How do you put an assault rifle in Pokémon? Is it a skin that can be applied to specific Pokémon? How? Does the visual effect when killing an enemy with it carry over? Is there a new Pokémon created called the Phantom just so that this skin can be implemented? Who then owns the new Pokémon, legally speaking? Do you see how stupid this sounds? Now multiply all of these questions by all of the countless games in existence and witness how completely impossible this idea is. Different art styles, ownership rights, gameplay functionality and creative design all hinder the implementation of cross-platform gaming NFTs.

And so, the ideal environment for universal gaming NFTs is one where all of the games are similar enough so that Timmy’s beanie can be worn in every game he logs onto.
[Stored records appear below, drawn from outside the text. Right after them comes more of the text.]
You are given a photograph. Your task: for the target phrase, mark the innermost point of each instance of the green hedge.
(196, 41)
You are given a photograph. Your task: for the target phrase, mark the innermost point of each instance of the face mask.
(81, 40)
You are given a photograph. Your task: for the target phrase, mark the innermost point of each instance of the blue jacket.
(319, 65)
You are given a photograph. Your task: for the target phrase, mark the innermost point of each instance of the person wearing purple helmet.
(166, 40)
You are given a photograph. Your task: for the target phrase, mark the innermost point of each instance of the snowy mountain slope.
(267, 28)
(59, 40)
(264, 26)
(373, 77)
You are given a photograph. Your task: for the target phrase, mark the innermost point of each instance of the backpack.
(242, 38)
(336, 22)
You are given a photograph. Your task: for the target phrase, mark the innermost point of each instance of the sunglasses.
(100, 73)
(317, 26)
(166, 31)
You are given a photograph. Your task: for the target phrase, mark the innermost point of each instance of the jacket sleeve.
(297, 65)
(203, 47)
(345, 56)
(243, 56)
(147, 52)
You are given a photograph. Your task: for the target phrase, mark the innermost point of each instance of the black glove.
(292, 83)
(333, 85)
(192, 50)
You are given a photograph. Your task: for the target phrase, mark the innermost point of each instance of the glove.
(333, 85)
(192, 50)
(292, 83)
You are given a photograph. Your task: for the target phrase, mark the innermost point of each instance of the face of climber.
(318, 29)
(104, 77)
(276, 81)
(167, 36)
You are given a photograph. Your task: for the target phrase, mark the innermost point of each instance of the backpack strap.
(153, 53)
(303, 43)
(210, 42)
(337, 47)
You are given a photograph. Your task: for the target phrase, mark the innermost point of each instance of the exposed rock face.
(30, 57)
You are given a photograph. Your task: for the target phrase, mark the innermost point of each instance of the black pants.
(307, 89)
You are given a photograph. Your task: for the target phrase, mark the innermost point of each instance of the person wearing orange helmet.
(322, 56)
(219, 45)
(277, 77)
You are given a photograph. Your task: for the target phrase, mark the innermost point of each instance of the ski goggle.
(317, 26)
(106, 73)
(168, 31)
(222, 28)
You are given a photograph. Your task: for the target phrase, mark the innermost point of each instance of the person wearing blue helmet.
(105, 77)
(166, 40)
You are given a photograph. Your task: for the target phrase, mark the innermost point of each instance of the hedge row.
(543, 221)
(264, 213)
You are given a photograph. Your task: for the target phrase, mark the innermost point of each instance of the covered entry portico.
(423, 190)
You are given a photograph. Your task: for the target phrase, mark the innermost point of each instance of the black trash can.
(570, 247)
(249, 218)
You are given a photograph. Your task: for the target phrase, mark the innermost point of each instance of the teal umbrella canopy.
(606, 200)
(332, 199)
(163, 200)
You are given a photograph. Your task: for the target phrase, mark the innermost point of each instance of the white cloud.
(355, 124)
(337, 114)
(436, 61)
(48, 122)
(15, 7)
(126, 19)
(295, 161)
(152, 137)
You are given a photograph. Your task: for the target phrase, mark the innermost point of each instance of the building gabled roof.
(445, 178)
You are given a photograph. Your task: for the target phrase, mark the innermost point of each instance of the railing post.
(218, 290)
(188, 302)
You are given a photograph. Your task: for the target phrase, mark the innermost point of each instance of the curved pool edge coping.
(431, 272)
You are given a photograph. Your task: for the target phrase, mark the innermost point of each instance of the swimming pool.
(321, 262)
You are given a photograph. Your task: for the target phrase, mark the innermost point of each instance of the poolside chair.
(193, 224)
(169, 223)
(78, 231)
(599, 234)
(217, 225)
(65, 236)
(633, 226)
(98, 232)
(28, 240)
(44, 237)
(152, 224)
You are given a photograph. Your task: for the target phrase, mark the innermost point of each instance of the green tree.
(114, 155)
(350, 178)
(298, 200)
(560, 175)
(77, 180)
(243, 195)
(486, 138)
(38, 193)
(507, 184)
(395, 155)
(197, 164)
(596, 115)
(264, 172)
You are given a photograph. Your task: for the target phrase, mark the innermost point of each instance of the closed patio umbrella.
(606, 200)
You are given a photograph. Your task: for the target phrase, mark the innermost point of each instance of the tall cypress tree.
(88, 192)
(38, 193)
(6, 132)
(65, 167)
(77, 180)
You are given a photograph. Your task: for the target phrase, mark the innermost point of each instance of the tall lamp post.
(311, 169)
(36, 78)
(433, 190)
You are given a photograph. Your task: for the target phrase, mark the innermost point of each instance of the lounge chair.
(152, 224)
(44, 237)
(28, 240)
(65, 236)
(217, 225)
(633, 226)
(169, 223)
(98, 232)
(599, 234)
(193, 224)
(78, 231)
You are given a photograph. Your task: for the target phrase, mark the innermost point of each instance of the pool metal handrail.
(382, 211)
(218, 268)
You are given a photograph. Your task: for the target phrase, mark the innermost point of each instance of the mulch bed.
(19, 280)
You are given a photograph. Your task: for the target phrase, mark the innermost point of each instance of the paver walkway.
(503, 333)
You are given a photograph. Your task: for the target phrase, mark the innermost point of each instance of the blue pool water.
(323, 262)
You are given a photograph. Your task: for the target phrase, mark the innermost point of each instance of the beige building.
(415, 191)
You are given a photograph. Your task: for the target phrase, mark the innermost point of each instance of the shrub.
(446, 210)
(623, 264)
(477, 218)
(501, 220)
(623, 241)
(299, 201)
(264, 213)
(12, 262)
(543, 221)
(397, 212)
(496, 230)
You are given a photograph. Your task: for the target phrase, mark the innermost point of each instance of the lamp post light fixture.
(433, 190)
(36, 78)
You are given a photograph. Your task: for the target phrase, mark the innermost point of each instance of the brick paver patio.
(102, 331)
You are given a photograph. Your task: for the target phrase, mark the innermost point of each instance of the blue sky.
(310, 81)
They’d all have to share creative rights, or more simply be all created by one studio. And since the NFTs need to keep their value forever, every game has to be made with all of these NFTs in mind. NFT Fantasy 1 through NFT Fantasy 1000 must be compatible with every gun and sword skin NFT ever minted: in a word, stagnant. And isn’t that the antithesis of the evolution of the games industry?

Video games are at their best when they are most creative. Pushing the boundaries in gameplay design, graphics, sound and the general experience is where the best video games shine. Trying to push NFTs into the space encourages game developers to make new releases boring and stale, in order to solve a problem that no one really has. The main purpose of playing video games should be to have fun, and the main purpose of developing video games should be to make a unique and entertaining experience. Trying to implement NFTs doesn’t do that, so NFT-pushers can kindly take their monkey business elsewhere.